After the council left only one proposal for more discussion – to limit Macopin Road speeds in both directions to 35 miles an hour from 2,000 feet north of Gould Road to 700 feet south of New Dockerty Hollow Road - they finally decided to take no action to reduce any speed limits currently in place.

The originally proposed ordinance also with speed limits in five other zones included a 30 mph “School Zone” in the area of the currently shuttered Hillcrest School building during recess or while children were going to or leaving school during opening and closing hours. Councilwoman Ada Erik felt that excessive speeds through this flat stretch were dangerous enough to warrant a proposed 30 mph limit there. Councilman Kevin Goodsir only favored a speed-limit decrease on Macopin Road from Fredericks Drive to Bubbling Springs Park.

Mayor Michele Dale voiced concern regarding the area near Arundel Road and mentioned that Macopin Road has areas that ebb and flow. Councilwoman Marilyn Lichtenberg wanted the zone 3 portion to extend to include Arundel Road.

The zones where limits were unsuccessfully proposed are Zone 1 – From the southern West Milford boundary (with Bloomingdale) to Ashbrook Lane, 35 mph; Zone 2 – to Germantown Road 40 mph; Zone 3 to 2,000 feet north of Gould Road. Zone 4 included the stretch south of Docherty Hollow Road that was finally the only the only consideration for lower speed; Zone 5 – to 500 feet north of Cahill Cross Road and Zone 6 to Union Valley Road.

Macopin Road is a main thoroughfare heavily traveled as a connector road to major highways. One of the earliest routes in the area, it goes through a series of old, established communities, including Apshawa, Echo Lake and Macopin. There are connector roads with the developments of Tall Timbers, Old Milford Estates and Camelot. Traffic is especially heavy during commute hours.

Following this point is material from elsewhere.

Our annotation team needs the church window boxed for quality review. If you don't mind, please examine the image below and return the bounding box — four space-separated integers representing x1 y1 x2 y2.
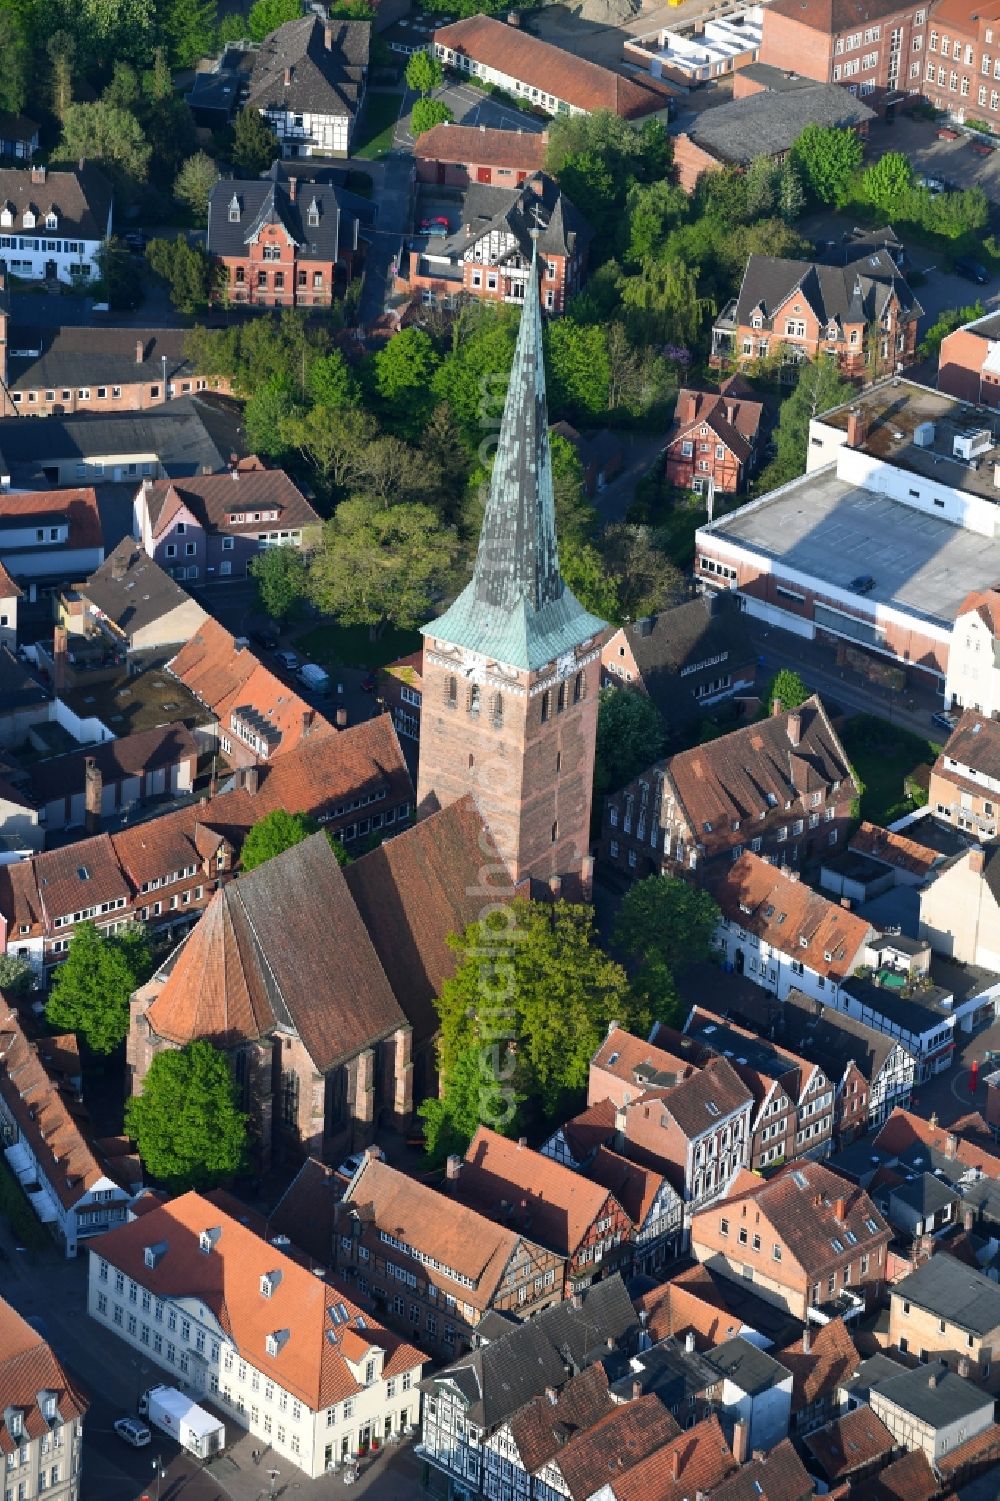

The ordinance setting the lower speeds was introduced because of the number of Macopin Road motor vehicle accidents that occur annually.

Councilwoman Ada Erik and Councilman Kevin Goodsir live on Macopin Road. David Marston, who lives on Germantown Road, blamed the accident problems on inattentive drivers. He made the point that distracted drivers and not speeders are the largest contributor to many Macopin Road accidents and he believes the problem may be a law enforcement issue. Councilwoman Erik felt the speed limit needed changing with law enforcement follow-up so that drivers realize what the speed limits are.